Allen: No. That is, the US absolutely can deter China from taking whatever measures that it wants to take Taiwan, and I think the only reason that Taiwan still exists is because of this strong deterrent from the US. Technically, we have a policy of strict strategic ambiguity: we don't say we would defend Taiwan in case of an attack—some people think that's a better deterrent, some think that's not a good enough deterrent—but the fact is that that is obviously a deterrent. And if our political situation continues to deteriorate into something more severe, I think it would reduce the credibility of our deterrence. But anyway, I think the single most important factor is US deterrence, and primarily military deterrence. So if there was some kind of an economic blockade—do we intervene, and perhaps start a war with a nuclear-armed superpower over a conflict in which zero people have died so far? That's a difficult thing to say. But it's not impossible to consider that we would do that. 
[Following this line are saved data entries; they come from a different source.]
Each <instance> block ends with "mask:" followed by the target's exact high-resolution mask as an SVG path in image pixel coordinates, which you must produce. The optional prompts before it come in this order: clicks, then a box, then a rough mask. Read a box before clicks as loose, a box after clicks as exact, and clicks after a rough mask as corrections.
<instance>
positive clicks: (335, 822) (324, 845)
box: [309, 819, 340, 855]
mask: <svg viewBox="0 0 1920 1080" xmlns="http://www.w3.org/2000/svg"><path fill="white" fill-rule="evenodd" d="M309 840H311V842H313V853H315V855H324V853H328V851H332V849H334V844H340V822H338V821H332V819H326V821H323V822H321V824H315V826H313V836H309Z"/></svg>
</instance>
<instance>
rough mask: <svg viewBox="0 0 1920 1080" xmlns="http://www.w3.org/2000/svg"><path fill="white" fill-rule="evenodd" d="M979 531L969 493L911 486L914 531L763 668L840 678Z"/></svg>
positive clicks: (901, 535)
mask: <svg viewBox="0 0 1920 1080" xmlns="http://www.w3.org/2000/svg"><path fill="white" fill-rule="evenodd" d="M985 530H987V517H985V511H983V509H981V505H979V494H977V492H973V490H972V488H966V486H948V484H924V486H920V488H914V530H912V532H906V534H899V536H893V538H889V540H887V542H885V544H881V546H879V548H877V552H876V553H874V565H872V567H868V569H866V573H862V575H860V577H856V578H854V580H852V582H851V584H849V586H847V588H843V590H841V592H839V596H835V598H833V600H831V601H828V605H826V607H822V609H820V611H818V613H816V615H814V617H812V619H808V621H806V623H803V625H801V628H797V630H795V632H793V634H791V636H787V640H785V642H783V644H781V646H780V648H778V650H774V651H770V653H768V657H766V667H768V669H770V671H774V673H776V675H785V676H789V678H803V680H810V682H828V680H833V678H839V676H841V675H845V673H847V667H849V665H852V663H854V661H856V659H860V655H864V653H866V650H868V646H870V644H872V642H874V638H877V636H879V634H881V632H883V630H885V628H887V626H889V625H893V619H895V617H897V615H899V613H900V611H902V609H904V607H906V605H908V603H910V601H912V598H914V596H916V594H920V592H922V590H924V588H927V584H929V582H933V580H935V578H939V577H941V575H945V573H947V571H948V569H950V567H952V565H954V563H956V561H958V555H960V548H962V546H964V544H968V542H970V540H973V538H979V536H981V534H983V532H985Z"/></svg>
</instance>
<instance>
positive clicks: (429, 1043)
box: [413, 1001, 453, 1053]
Mounk: We've delved into different elements of the nature of the Chinese economy, China's relationship to the world and the looming conflict over Taiwan. What would it take for the West to do what would be best, which is to coexist and cooperate peacefully with China while preserving its own political values and its free societies as well as the independence of its allies?

Allen: I would say that so much of that is dependent on the agency of the CCP. The Obama administration continued on this path of engagement when all signs within the US intelligence agencies were pointing to an increasingly aggressive China. We stayed on that path for longer than we should have. And we came to realize what the Chinese government was actually doing and what their ambitions actually were very, very late. And I think that for things to change, the CCP has to change. And I don't know if they will. I really think democracies have done as much as they can to try to bring China into a world order that is imperfect but that we do value. Surely, there are still things that we can change to prevent things from getting worse. And I think that the Biden administration is doing a pretty good job, they're not pulling their punches, they're still trying to address these excesses that erode the rules-based order, such that it exists, while continuing to try to talk to Chinese officials and trying to be the adults in the room. And I think that that is good. I think that the best thing that the democracies or like-minded countries need to try now is working together, trying to push back against China, in a more united and cooperative way. Because it didn't have to be this way. I think if a different president had come in, besides Xi Jinping, it could have gone differently. But this is what happened. And in the face of weakness or naivete, his policy has been to just take as much as he can. The thing left to try now is to try speaking with strength, with power, with force (not military force), but to try to constrain China in that way. I know that that is not a very happy answer. I wish I had a better one.